Haus aus Geldscheinen

„Ich garantiere, dass die Mieten im sozialen Wohnbau um bis zu 30 Prozent günstiger werden können. Dafür muss die Landesregierung der Bodenlobby, der Baulobby und der Bankenlobby endlich auf die Zehen steigen!“, stellt sich Fritz Dinkhauser auf die Seite all jener, die unter den höchsten Wohnkosten in Tirol leiden und Besserung erwarten. Laut Dinkhauser sind allein bei den Baukosten gut und gerne 15% einzusparen, wenn die Landespolitik die Bauvorschriften entrümpelt.

So wird Wohnen günstiger

Sein 3-B-Konzept für günstigeres Wohnen hat Fritz Dinkhauser im Landtag bereits eingebracht und vorgelegt. Bis dato haben ÖVP und SPÖ aber keinen Finger gerührt und ihre Politik nicht geändert.
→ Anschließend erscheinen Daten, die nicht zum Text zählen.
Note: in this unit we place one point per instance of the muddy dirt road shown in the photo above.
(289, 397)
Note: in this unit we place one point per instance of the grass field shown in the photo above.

Konzept zum Wohnbau der Liste FritzAuf einen Blick: Das 3-B-Konzept der Liste Fritz – Bürgerforum Tirol

Unterstützung für Dinkhauser

Jetzt bekommt Dinkhauser aber Unterstützung vom Verband der gemeinnützigen Bauvereinigungen. Deren Obmann, Karl Wurm, beklagt die explodierenden Baukosten der letzten Jahre: „Im geförderten Mietwohnungsbau sind die Baukosten zwischen 2001 und 2011 um fast 50% gestiegen. Die baurechtlichen Bestimmungen sind zu durchforsten.“

Zum Nachlesen:

„Technische Auflagen verteuern das Wohnen“, Tiroler Tageszeitung, 27. Oktober 2012

„Ich bin gespannt wie die Vertreter von ÖVP und SPÖ jetzt reagieren, nachdem sie mir seit Monaten erklären, bei den Baukosten lasse sich gar nichts einsparen und auch die Wirtschaftskammer in einer eigenen Studie meine Zahlen von rund 15 Prozent Ersparnis bestätigt hat!“, meint Fritz Dinkhauser.